Today's news includes this article about the "Jerk-o-Meter", described as a device which can tell you whether the person you're talking to on the phone, or you yourself, is paying attention. It analyzes speech for features that reflect "activity" and "stress". The same technique provides better-than-chance predictions of the outcome of speed dates.
How useful a device this is is not so clear. Anmol Madan suggests that it might help to improve relationships by preventing arguments. Maybe, but I'm not so sure. Is receiving confirmation that the person you're talking to is not interested really going to improve the relationship? And note that it doesn't predict the outcome of speed dates in any useful way: its "prediction" is based on the conversation during the date, so it doesn't save you any time or angst.. Its kind of like the situation in weather prediction about twenty years ago, where they could predict the weather three days in advance but the computer model took three days to run, only in this case the problem won't disappear with faster computation.

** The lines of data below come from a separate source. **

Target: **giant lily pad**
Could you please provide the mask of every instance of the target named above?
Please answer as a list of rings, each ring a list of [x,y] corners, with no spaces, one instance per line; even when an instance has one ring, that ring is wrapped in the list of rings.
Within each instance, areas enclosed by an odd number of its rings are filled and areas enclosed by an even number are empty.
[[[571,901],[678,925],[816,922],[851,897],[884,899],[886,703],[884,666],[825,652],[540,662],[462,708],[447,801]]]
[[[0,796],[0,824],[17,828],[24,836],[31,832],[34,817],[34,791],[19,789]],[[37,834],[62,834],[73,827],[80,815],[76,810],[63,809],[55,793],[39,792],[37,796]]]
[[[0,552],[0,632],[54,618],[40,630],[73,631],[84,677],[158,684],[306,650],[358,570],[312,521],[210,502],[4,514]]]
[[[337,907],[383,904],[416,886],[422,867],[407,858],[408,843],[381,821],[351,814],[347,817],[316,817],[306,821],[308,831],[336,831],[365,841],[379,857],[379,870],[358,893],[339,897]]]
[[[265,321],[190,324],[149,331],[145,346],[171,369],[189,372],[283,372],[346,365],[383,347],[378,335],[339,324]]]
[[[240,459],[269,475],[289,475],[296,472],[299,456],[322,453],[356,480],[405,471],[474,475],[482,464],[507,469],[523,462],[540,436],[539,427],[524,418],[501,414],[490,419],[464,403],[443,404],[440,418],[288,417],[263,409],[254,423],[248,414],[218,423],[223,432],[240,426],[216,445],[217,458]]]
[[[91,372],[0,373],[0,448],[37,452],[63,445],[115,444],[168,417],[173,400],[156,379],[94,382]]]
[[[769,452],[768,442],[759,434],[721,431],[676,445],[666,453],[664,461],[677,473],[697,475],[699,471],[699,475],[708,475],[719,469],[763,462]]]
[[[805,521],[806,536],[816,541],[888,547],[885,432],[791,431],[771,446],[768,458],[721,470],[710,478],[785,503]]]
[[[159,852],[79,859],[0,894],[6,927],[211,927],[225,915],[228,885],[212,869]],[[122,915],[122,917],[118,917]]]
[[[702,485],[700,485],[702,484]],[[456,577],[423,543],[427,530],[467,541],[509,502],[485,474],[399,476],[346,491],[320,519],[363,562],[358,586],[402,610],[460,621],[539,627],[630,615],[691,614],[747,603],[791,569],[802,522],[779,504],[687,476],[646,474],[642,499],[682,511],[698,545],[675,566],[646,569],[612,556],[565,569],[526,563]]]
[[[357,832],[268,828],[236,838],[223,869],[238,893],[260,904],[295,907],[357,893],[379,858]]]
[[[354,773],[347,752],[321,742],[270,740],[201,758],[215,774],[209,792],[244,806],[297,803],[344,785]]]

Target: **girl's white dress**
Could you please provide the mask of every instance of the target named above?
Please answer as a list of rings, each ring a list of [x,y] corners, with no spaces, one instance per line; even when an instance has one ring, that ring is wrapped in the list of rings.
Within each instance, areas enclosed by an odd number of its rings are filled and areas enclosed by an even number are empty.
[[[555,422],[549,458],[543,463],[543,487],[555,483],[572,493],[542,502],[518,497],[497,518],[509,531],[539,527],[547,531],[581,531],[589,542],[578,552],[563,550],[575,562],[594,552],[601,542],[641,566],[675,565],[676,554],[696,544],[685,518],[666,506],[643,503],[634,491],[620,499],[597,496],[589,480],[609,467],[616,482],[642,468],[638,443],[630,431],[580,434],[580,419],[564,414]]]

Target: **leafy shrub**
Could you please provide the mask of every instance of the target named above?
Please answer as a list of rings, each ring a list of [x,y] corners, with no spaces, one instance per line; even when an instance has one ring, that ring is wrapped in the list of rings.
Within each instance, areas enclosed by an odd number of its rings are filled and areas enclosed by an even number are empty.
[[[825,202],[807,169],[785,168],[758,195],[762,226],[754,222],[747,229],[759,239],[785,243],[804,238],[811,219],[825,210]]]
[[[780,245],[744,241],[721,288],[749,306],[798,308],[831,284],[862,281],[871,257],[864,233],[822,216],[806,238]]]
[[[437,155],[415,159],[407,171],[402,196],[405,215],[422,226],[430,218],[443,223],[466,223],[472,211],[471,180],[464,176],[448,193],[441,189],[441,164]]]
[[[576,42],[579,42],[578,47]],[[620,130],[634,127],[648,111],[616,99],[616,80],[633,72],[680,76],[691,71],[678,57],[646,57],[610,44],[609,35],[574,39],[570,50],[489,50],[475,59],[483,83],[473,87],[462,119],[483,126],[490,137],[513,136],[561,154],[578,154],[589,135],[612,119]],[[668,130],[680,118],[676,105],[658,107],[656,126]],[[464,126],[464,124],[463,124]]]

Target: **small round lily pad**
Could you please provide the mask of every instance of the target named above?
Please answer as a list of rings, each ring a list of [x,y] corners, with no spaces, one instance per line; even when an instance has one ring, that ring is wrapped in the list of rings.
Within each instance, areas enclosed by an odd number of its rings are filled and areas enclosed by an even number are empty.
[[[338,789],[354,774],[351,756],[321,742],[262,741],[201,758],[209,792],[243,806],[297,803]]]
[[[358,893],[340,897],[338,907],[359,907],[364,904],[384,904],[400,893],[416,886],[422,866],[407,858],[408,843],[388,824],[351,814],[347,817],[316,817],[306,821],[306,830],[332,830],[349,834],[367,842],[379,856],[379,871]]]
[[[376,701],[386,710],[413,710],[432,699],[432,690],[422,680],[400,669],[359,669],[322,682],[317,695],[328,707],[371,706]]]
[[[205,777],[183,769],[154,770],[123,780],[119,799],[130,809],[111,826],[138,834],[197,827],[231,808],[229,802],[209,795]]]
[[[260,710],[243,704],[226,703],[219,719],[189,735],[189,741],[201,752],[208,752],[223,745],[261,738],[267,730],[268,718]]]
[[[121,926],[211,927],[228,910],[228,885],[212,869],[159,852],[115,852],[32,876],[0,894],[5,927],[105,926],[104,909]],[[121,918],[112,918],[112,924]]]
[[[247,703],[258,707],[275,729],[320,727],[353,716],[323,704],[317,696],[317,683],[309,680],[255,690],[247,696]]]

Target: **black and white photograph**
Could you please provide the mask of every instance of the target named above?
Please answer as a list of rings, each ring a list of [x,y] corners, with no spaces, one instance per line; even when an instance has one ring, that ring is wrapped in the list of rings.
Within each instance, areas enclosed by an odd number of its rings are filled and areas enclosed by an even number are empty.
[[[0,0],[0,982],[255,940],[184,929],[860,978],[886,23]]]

Another suggested use is that:
it might assist telephone sales and marketing effortsI thought technology was supposed to improve our lives. As an antidote, I recommend the National Do Not Call Registry.
If you read the paper that underlies the press reports, it turns out that there is something interesting here.
we propose that minute-long averages of audio features often used to measure affect (e.g. variation in pitch, intensity, etc.) taken together with conversational interaction features (turn-taking, interrupting, making sounds that indicate agreement like 'uh-huh') are more closely related to social signaling theory rather than to an individual's affect.In other words, these features aren't uncontrollable subconscious cues to the speaker's mental state but controllable aspects of communication.